C'è da aggiungere che diversi Paesi europei hanno imboccato la strada dell'open source nella pubblica amministrazione o nelle istituzioni: prima Francia e Germania, poi anche la Danimarca hanno avviato iniziative concrete.
Ancora, non va trascurata l'importanza di un'iniziativa a vasto raggio: la Eurolinux Petition, indirizzata alla Commissione europea contro la prospettiva della brevettabilità del software. Un'idea, quella della brevettabilità del sftware, caldeggiata dalle solite multinazionali., che chiuderebbe definitivamente ogni possibilità di sviluppo della produzione di software al di fuori degli USA.

E' facile capire che il tentativo di introdurre la brevettabilità del software è una risposta dello establishment alle crescenti pressioni della comunità dei tecnologi e degli utenti delle tecnologie per la fine dello strapotere di Microsoft, ormai quasi sola nella difesa di uno status quo ormai agli sgoccioli: non ci sono dubbi che la rivoluzione sta scoppiando, ma il suo successo dipende da tutti noi.

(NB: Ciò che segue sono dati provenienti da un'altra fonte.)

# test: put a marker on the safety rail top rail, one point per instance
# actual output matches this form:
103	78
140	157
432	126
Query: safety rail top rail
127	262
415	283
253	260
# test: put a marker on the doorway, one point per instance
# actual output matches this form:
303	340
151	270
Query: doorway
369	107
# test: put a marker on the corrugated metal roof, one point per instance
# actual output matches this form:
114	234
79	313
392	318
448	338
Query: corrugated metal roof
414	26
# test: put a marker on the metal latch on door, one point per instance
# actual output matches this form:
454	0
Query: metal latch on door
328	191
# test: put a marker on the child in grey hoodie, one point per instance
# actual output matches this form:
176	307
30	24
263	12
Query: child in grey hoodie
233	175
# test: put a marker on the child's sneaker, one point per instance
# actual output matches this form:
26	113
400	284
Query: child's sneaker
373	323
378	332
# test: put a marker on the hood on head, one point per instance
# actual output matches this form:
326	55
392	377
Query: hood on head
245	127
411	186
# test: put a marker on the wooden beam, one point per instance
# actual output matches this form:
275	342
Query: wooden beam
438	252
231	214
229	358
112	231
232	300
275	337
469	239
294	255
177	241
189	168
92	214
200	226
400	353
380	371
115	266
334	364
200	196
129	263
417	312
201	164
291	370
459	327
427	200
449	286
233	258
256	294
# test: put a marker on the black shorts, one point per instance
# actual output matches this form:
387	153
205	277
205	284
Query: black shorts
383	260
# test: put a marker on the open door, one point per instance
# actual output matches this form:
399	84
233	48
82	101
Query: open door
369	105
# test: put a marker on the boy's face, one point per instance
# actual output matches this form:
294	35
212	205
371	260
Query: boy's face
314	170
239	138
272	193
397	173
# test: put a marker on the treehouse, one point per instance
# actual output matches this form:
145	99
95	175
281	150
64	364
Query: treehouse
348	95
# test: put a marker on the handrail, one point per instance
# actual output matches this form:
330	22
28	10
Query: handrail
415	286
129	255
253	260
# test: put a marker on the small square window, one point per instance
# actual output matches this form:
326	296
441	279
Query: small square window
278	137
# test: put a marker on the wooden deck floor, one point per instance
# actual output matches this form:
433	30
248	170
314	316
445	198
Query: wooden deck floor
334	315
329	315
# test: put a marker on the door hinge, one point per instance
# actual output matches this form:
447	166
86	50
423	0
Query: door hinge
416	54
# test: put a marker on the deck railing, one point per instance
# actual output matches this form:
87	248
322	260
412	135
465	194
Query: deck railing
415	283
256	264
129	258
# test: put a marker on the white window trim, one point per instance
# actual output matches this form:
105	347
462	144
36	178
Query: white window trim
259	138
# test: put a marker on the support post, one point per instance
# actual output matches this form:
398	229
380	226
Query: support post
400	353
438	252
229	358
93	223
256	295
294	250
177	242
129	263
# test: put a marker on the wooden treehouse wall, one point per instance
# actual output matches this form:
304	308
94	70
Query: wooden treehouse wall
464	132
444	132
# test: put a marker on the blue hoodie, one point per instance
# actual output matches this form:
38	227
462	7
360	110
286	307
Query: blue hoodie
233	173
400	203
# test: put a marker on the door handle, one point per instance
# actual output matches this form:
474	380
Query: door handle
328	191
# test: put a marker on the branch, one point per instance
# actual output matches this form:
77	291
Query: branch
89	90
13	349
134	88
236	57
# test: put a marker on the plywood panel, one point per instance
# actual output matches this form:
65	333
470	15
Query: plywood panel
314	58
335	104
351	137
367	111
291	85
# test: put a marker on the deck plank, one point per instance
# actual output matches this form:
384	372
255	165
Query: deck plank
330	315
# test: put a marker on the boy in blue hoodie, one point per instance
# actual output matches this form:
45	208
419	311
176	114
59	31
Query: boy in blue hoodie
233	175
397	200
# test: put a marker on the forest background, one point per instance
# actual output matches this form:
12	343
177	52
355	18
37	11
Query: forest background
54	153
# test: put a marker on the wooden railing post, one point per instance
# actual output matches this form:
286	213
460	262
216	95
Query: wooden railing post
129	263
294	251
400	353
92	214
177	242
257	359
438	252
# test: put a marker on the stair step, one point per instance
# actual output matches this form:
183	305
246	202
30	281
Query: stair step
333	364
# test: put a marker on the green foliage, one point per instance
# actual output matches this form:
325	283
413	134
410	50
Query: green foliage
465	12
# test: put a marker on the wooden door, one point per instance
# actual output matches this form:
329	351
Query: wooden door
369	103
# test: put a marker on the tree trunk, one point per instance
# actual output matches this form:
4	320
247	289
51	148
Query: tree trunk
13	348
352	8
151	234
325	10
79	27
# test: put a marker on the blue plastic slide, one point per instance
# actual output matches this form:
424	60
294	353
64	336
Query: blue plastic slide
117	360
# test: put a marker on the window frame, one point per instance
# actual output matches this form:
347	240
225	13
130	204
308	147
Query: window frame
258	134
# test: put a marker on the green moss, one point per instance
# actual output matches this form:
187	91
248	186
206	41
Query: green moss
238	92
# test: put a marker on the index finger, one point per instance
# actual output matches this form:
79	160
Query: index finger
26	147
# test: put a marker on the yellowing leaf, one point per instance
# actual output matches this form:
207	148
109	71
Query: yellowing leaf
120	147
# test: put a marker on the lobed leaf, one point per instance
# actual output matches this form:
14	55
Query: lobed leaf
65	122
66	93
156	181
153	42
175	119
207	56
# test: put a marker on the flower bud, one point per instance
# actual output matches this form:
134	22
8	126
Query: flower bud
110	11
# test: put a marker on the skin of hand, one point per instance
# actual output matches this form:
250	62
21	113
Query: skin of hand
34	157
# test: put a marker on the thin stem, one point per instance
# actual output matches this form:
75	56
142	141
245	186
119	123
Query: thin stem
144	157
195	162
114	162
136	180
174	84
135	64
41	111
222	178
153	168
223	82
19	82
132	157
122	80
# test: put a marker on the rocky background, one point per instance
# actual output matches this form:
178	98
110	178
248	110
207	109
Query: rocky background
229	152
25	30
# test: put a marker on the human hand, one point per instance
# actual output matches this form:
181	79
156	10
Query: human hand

La partita che si gioca in questi giorni è di vitale importanza: si tratta di scegliere tra la perpetua dipendenza da Redmond e le prospettive di sviluppo che possono essere innescate dal software aperto. Senza dimenticare gli aspetti della sicurezza, ben illustrati nel già citato articolo di  D. W. Jones a margine delle elezioni presidenziali americane...

Per concludere: le sottoscrizioni alla lettera aperta continuano fino al traguardo delle 2.000 firme. Ormai vicino.